Friday, 16 July 2010

Our local police are making progress...

At the West Hampstead Safer Neighbourhood Police Panel meeting on the 15th July the panel members heard about the latest successes achieved by our local police team.

The panel's newest priority is to reduce the total amount of crime occurring at the O2 Centre. Happily the panel's newest member, Mark Packer the O2 General Manager, was also present. So much of our debating time was used to find out about the interface between the various stores' and restaurants' security teams and the Safer Neighbourhood officers.

One interesting fact that emerged was that it was Sainsburys' policy not to record shoplifting offences to the police where the value of goods was less than £50, preferring instead for their own security staff to intervene, recover the goods from thieves immediately outside the premises, and then to ban shoplifters from the store.

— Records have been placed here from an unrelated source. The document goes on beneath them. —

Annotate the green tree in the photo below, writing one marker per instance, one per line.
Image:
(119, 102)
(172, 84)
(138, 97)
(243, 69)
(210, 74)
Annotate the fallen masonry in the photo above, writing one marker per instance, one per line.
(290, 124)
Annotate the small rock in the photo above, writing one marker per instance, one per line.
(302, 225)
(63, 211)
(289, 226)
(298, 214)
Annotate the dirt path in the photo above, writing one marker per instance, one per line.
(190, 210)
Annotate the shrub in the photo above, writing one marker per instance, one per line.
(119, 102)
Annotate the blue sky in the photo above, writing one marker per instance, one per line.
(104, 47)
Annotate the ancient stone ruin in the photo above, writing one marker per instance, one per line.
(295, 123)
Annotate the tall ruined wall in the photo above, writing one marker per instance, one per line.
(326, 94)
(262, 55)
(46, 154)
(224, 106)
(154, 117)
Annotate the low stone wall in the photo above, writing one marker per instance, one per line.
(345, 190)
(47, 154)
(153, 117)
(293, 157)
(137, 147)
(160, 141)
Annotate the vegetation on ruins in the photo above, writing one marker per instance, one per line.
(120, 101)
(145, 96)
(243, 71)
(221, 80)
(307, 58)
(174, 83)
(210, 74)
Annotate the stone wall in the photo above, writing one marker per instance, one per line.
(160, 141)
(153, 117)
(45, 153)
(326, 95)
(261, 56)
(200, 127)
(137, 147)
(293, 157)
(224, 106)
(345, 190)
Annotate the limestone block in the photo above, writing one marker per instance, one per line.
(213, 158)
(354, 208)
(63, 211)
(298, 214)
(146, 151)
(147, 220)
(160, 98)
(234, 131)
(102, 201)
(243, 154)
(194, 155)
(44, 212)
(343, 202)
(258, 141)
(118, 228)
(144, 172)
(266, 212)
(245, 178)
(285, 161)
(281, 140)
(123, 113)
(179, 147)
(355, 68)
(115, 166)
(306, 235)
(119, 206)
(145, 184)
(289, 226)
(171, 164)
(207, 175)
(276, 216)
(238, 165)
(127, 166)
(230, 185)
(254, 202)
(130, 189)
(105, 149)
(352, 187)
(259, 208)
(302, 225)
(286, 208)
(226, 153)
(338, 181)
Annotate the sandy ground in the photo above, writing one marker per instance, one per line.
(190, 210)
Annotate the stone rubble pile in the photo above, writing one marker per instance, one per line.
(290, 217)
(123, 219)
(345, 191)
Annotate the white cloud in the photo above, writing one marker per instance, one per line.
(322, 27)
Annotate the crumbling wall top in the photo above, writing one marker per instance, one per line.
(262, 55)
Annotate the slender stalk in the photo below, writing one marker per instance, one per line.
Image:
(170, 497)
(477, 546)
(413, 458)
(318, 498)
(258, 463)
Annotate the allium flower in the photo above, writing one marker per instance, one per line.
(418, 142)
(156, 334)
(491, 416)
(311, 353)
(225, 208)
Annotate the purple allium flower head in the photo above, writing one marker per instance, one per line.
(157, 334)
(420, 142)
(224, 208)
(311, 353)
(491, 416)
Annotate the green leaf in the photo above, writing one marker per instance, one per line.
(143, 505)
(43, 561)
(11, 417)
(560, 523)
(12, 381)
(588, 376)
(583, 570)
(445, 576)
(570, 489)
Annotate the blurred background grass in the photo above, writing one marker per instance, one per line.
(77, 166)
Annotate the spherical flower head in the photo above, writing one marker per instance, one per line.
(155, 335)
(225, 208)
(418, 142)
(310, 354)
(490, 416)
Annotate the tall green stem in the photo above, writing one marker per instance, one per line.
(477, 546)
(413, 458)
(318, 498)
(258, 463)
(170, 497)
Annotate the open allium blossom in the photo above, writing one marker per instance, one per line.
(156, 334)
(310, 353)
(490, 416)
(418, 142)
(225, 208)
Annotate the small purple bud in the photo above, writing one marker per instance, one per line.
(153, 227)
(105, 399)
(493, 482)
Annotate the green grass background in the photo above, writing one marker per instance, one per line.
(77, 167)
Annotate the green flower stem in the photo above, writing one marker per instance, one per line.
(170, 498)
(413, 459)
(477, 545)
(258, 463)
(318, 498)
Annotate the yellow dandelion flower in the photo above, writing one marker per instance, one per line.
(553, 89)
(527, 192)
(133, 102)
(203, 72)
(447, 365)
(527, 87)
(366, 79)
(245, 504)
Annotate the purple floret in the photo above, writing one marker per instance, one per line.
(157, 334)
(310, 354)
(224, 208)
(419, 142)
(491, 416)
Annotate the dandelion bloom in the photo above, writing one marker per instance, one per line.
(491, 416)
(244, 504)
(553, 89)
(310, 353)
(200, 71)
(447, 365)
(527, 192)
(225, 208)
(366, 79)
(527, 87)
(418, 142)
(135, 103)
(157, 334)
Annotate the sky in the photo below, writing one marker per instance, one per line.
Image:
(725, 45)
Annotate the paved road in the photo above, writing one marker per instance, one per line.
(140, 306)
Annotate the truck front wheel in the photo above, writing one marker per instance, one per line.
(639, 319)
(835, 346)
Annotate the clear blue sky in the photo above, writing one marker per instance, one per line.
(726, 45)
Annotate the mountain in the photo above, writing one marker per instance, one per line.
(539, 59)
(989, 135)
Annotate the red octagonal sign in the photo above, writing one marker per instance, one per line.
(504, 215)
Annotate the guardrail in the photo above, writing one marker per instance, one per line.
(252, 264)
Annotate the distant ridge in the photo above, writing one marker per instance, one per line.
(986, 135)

As the Safer Neighbourhood Panel was being asked to set a target of reducing crime at the O2 Centre by 10% over 12 months, I felt that we should also expect a 10% reduction in the separately held records of minor shoplifting offences at Sainsburys too, otherwise we could not judge whether the extra focus of our police team had had any effect over the year.

One interesting anecdote was the story of an arrest by one of our constables of a shoplifter who attempted to push a trolley out of the store without paying, piled high with over £450 worth of meat and cheese. Back at the station he was tested for drugs in which he proved positive for opiates and heroin. It appeared the attempted theft was to sell the goods to fund a drug habit. The interesting end of this story was that the thief appeared before a magistrates court and was sentenced to prison for 4 months the day after the offence, the fastest result recorded for our team in recent years.

Other measures being promoted by the team to reduce the number of bags stolen in restaurants is to encourage the proprietors to fix "Chelsea Clips"under tables to allow bags to be hung from them, rather than their customers take the risk of placing bags on the floor.

The meeting also studied the statistics for offences like affray and actual bodily harm within the Centre. One conclusion was to encourage the O2 Centre's new owners, Land Securities, to consider finding a different tenant for the unit currently occupied by the Walkabout chain.

One other interesting anecdote was that a brothel has now been closed in Wedgwood Walk on Lymington Road after officers posed as potential clients to a woman who rented a leasehold flat there. After a warning failed to stop her activities contact was made to the leaseholder who lived abroad. The place is now sealed.